Tek başına taahhüt yetmiyor. Ormansızlaştırmayla ilişkili emtia piyasaları İvedilikle kapatılmalı, şirketler tedarik zincirlerinden ormansızlaştırmayı gerektiren faaliyetleri çıkartmalı. Ayrıca ülkeler de ormansızlaştırmama taahhütlerini gerçek politikalara dönüştürmeli. Son olarak da orman projelerine yönelik finansal mekanizmalarla ormanlar için fon ayrılmalı.
- Gelecekteki olası salgınları önlemek için liderler bir adım atacak mı?
Salgının hayatımıza girmesiyle tüm dünyanın ’normal’i sarsıldı. Ne var ki insanlığın yaşadığı bu ne ilk ne de son salgın.
Ancak salgın sağlık boyutuyla olduğu kadar çevre boyutuyla da ele alınmalı. Çünkü bulaşıcı hastalıkların yayılmasında bir faktör de ormansızlaşma. Bulaşıcı hastalıkların yüzde 75’i, hayvandan insana patojen geçişiyle gerçekleşiyor. Ormansızlaşmayla doğal yaşam alanını kaybeden vahşi hayvanlar, insanlara daha yakın yaşamaya mecbur kalıyor. Yani ormansızlaşmanın önüne geçmek için ayrılan kaynaklar, aynı zamanda olası salgınların önüne geçmek için önlem.
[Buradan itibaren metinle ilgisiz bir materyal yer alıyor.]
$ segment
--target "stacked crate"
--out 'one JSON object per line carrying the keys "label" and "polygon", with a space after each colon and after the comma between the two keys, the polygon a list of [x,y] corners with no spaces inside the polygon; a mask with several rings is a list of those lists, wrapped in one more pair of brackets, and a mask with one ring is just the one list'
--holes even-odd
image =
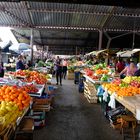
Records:
{"label": "stacked crate", "polygon": [[90,81],[84,82],[84,96],[89,103],[97,103],[97,91],[94,84]]}

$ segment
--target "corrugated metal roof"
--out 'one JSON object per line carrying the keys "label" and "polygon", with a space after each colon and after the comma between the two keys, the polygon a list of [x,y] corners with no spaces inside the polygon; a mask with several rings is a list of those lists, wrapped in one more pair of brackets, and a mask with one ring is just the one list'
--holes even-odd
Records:
{"label": "corrugated metal roof", "polygon": [[[22,10],[21,10],[22,9]],[[0,2],[1,25],[140,29],[140,9],[47,2]],[[13,17],[4,11],[10,12]],[[135,17],[137,16],[137,17]],[[20,19],[18,19],[18,18]],[[108,20],[108,18],[110,18]],[[108,20],[108,22],[106,22]],[[105,26],[104,26],[105,24]],[[135,26],[134,26],[135,24]],[[27,26],[27,27],[28,27]]]}
{"label": "corrugated metal roof", "polygon": [[[31,1],[0,2],[0,19],[0,26],[34,28],[35,44],[41,45],[90,47],[96,46],[93,43],[98,38],[94,30],[140,31],[138,8]],[[15,31],[19,40],[30,39],[29,30]]]}

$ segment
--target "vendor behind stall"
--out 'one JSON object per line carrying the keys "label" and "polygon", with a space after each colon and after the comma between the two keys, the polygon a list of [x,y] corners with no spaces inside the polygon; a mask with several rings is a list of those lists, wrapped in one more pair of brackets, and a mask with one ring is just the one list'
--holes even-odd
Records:
{"label": "vendor behind stall", "polygon": [[134,73],[134,76],[140,76],[140,63],[137,64],[138,70]]}
{"label": "vendor behind stall", "polygon": [[22,55],[18,56],[18,61],[16,63],[16,70],[25,70],[25,68],[27,67],[26,64],[24,64],[24,58]]}
{"label": "vendor behind stall", "polygon": [[121,71],[120,75],[125,74],[125,76],[134,76],[137,71],[137,67],[134,62],[131,62],[128,67],[125,67],[123,71]]}
{"label": "vendor behind stall", "polygon": [[4,77],[4,67],[3,67],[3,62],[0,63],[0,77]]}

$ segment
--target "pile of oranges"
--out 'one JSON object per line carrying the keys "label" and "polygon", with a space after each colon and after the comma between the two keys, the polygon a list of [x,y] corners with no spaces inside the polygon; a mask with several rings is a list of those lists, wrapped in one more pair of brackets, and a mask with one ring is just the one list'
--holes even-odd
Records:
{"label": "pile of oranges", "polygon": [[98,69],[95,71],[97,75],[108,74],[108,72],[109,71],[107,69]]}
{"label": "pile of oranges", "polygon": [[140,94],[140,88],[128,86],[128,87],[122,87],[117,92],[118,96],[134,96],[135,94]]}
{"label": "pile of oranges", "polygon": [[44,74],[39,73],[37,71],[29,72],[28,77],[25,79],[25,82],[35,81],[37,84],[45,84],[47,82],[47,78]]}
{"label": "pile of oranges", "polygon": [[0,101],[12,101],[18,105],[19,110],[23,110],[29,106],[31,97],[17,86],[3,85],[0,88]]}

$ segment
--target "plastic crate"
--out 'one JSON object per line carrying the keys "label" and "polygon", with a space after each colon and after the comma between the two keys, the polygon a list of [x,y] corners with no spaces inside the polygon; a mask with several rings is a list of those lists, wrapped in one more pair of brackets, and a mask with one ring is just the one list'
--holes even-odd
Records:
{"label": "plastic crate", "polygon": [[80,72],[79,71],[75,71],[74,72],[74,83],[78,84],[80,81]]}

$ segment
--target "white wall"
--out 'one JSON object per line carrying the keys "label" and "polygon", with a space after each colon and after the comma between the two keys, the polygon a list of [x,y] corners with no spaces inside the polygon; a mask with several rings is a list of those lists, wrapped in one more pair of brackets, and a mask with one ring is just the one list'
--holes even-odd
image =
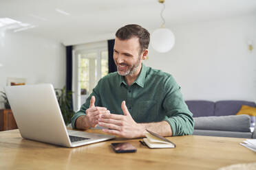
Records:
{"label": "white wall", "polygon": [[176,37],[173,49],[149,47],[145,64],[171,73],[185,99],[256,101],[256,15],[167,27]]}
{"label": "white wall", "polygon": [[0,90],[8,77],[26,78],[28,84],[52,83],[55,88],[65,84],[65,48],[52,40],[21,32],[1,34],[0,63]]}

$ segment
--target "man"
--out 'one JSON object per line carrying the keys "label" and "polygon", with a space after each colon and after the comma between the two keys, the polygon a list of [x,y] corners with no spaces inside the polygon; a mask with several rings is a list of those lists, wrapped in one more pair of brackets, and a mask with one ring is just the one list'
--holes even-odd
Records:
{"label": "man", "polygon": [[145,66],[149,33],[127,25],[116,33],[114,60],[117,72],[100,80],[81,110],[72,117],[73,128],[98,125],[105,132],[132,138],[146,129],[162,136],[191,134],[194,122],[180,87],[173,77]]}

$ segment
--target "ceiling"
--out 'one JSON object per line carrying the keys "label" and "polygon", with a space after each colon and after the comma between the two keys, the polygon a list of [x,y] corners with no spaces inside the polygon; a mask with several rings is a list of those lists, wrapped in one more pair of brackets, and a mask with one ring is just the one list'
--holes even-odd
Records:
{"label": "ceiling", "polygon": [[[165,6],[166,27],[256,14],[255,0],[165,0]],[[1,0],[0,18],[31,24],[22,32],[70,45],[114,38],[128,23],[153,30],[162,8],[157,0]]]}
2022 yılında sağlık ve çevre sektörleri birlikte çalışıp gelecekteki salgınları daha başlamadan önleyebilir. Nitekim bu yıl Mart ve Ağustos’ta, Dünya Sağlık Örgütü’nün düzenleyeceği forumlarda uluslararası pandemi anlaşması taslağı hazırlanacak.
- Ulaştırmayı karbonsuzlaştıracak yöntemler benimsenecek mi?
Elektrikli araçlarda dünyada yoğun bir hareketlenme var. 2021’de elektrikli araç satışları 2020’ye kıyasla neredeyse yüzde 83 daha fazlaydı. Bugün 12 milyon elektrikli araç yollarda, 500’ü aşkın sıfır emisyonlu araç modeli de kataloglarda yerini aldı.
Türkiye’de de elektrikli ve hibrit otomobillerin satışları her yıl bir öncekini katlıyor. TEHAD’ın (Türkiye Elektrikli ve Hibrid Araçlar Derneği) verileri uyarınca, sadece 2021’de 2 bin 849 elektrikli araç, 20 bin 915 de hibrit araç satışı yapıldı.
Ne var ki tüm elektrikli araçlar, mevcuttaki otomobil filosunun sadece yüzde 1’ine denk. Net sıfır emisyon hedefleri için elektrikli araçların payı ciddi şekilde artmalı. Ama burada doğru bir okuma yapmalı. Tek başına araçların elektrikli olması ulaşım sektörünü karbonsuzlaştırmaya yetmez. Nitekim ulaştırma sektörü, enerji sektöründen kaynaklanan CO2 salımının dörtte birinden sorumlu. 1,5 derece hedefi için de ulaştırma sektörü emisyonlarını 2050’ye kadar yüzde 90 oranında azaltmak şart.
Ulaştırma sektörünü karbonsuzlaştırabilmek cesur hamleler gerektiriyor. Tüm araçların elektriklenmesinden tutun da bu araçlar için altyapının ve temiz enerjinin teminine kadar. Ama daha da kritik hamle, otomobili esas alan planlama yaklaşımından uzaklaşmak. Liderler toplu taşıma, yürüme ve bisiklet altyapısını da teşvik ederek daha erişebilir ve kompakt şehirleri önceliklendirmeli.
*Hande Dönmez tarafından kaleme alınan bu yazı 7 Mart 2022 tarihinde YesilHaber.Net‘de yayınlanmıştır.